# Text Similarity using Tf-Idf Model

**Prerequisites:** Skills in tokenization with nltk, knowledge of TfIdf Text Representation model.

## Outline

**Main Goal:** To practice how to create TfIdf models with Gensim Tf-Idf implementations, using NLTK preprocessing.

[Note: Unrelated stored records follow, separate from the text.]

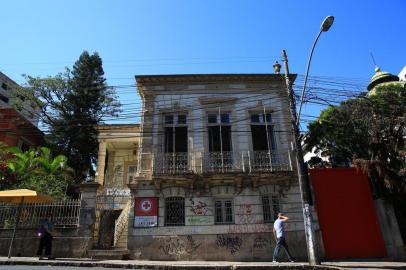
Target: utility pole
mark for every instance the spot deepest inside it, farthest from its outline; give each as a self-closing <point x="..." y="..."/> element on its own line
<point x="301" y="170"/>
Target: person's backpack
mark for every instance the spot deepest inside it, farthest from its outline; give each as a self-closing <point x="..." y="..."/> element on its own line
<point x="41" y="231"/>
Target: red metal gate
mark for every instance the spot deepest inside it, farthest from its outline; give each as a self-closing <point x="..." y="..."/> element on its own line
<point x="347" y="217"/>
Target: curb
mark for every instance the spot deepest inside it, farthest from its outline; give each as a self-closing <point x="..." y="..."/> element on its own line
<point x="140" y="265"/>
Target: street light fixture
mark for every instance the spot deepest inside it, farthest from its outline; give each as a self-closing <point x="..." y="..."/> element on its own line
<point x="303" y="176"/>
<point x="325" y="26"/>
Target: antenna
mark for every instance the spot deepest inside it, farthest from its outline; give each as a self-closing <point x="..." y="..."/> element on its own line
<point x="373" y="58"/>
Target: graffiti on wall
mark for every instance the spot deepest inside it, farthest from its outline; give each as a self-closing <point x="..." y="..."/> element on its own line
<point x="231" y="243"/>
<point x="244" y="214"/>
<point x="177" y="247"/>
<point x="250" y="228"/>
<point x="200" y="208"/>
<point x="199" y="220"/>
<point x="262" y="242"/>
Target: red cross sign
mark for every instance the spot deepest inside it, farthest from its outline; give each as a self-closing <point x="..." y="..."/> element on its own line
<point x="146" y="206"/>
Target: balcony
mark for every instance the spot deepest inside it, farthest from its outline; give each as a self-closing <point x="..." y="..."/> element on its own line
<point x="216" y="162"/>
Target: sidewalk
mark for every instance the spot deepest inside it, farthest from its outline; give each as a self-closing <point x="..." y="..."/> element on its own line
<point x="200" y="265"/>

Then introduce how to extract features from this text representation, and finally how to measure text similarity using previous results.

- Gensim Corpus Inizialization
- TfIdf model generation
- Wrangling data from BOW to numpy objects
- Text similarity measures examples

## What is TfIdf?

In information retrieval, tf–idf or TFIDF, short for term frequency–inverse document frequency, is a numerical statistic that is intended to reflect how important a word is to a document in a collection or corpus. [(Salton1983)](#Salton1983).

In [1]:
import os
import nltk
from gensim.models import TfidfModel
from gensim.corpora import TextCorpus, MmCorpus, Dictionary
import time

## Wrangling Data

From txt collection to a list of strings, and from string-list to a list of word-list by sentence-list.

In [55]:
doc_collection = []
file_path = 'gutenberg/'
file_list = list(os.popen('ls '+ file_path).read().split('\n'))
for file in file_list:
    if file:
        with open(os.path.join(file_path,file)) as doc:
            doc_collection.append(doc.read().lower())

In [56]:
tokenized_text = [[word for word in nltk.word_tokenize(doc)] for doc in doc_collection]

print(len(tokenized_text))
# load nltk's English stopwords as variable called 'stopwords'
stopwords = nltk.corpus.stopwords.words('english')

#remove stop words
texts = [[word for word in text if word not in stopwords] for text in tokenized_text]

21


## Generating the TfIdf Model

In [57]:
init = time.time()
# Create dictionary with tid to token mappings (or alternatively load one)
id2word = Dictionary(texts)

#remove extremes (similar to the min/max df step used when creating the tf-idf matrix)
id2word.filter_extremes(no_below=2, no_above=0.6)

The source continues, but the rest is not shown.